Инструменты, с помощью которых мы меняли облик «Мстительницы», хранились в приваренном к корпусу ящике.
– Ты видела, как это случилось? – спросила я, предполагая, что они работали рядом.
Но Прозор резко покачала головой:
– Меня там не было – я распутывала снасти за изгибом корпуса. Вернулась – гляжу, а Страмбли попала в беду. Паладин что-нибудь увидел на подметале ближнего действия?
– Нет, я обо всем узнала, когда вы вернулись.
– Хорошо, что не было декомпрессии, – сказала Фура, встретившись со мной взглядом.
– У ножа призрачников толщина лезвия – несколько атомов, – сказала Прозор. – Хоть он и вошел глубоко, пробив скафандр, осталась дыра толщиной с волосок, когда Страмбли его вытащила.
– Прости, Страмбли, – сказала я, и она вскрикнула от боли, когда я сняла поврежденную часть скафандра.
Под герметичной броней было несколько слоев тканевой изоляции, пронизанных гибкими трубками для регулирования температуры, и все слои пропитались кровью. Но кровотечение вроде ослабевало – вероятно, потому, что рана была такой чистой и узкой.
– Это поможет, – пообещала Сурт, доставая шприц из аптечки.
– Ты точно знаешь, что там? – прошептала я, боясь, как бы она не впрыснула Страмбли один из карательных препаратов Босы.
Сурт кивнула, смягчая мои опасения. Прозор, Тиндуф и Фура сняли верхнюю часть скафандра, и Сурт смогла закатать рукав, чтобы добраться до плеча. Она ввела снадобье очень грамотно, и волна облегчения прошла по телу Страмбли почти сразу. Взгляд сделался рассеянным, а потом веки затрепетали и раненая погрузилась в блаженное состояние, близкое к обмороку.
Я наклонилась, чтобы осмотреть рану, с которой сняли пропитанную кровью ткань. Она была на левой ноге, примерно посередине голени, чуть ближе к наружной стороне от воображаемой линии между коленной чашечкой и ступней. Длиной с мой мизинец и с виду не серьезнее, чем порез от бумаги.
– Могло быть и хуже. – В мягком тоне Сурт слышалась вопросительная интонация.
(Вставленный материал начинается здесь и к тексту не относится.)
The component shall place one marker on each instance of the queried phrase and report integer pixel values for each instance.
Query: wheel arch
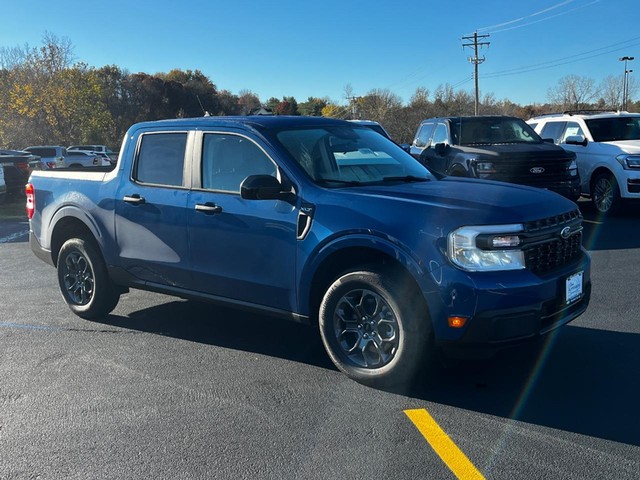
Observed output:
(599, 171)
(351, 257)
(68, 223)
– Да, у нее все еще есть нога, – кивнула я. – Но у нас это самая тяжелая травма с тех пор, как мы захватили корабль, и рисковать нельзя. Рану надо промыть и зашить, а потом будем молиться, чтобы кости, нервы и кровеносные сети оказались не повреждены.
– Не знала, что ты училась в медицинской школе, – сказала Фура.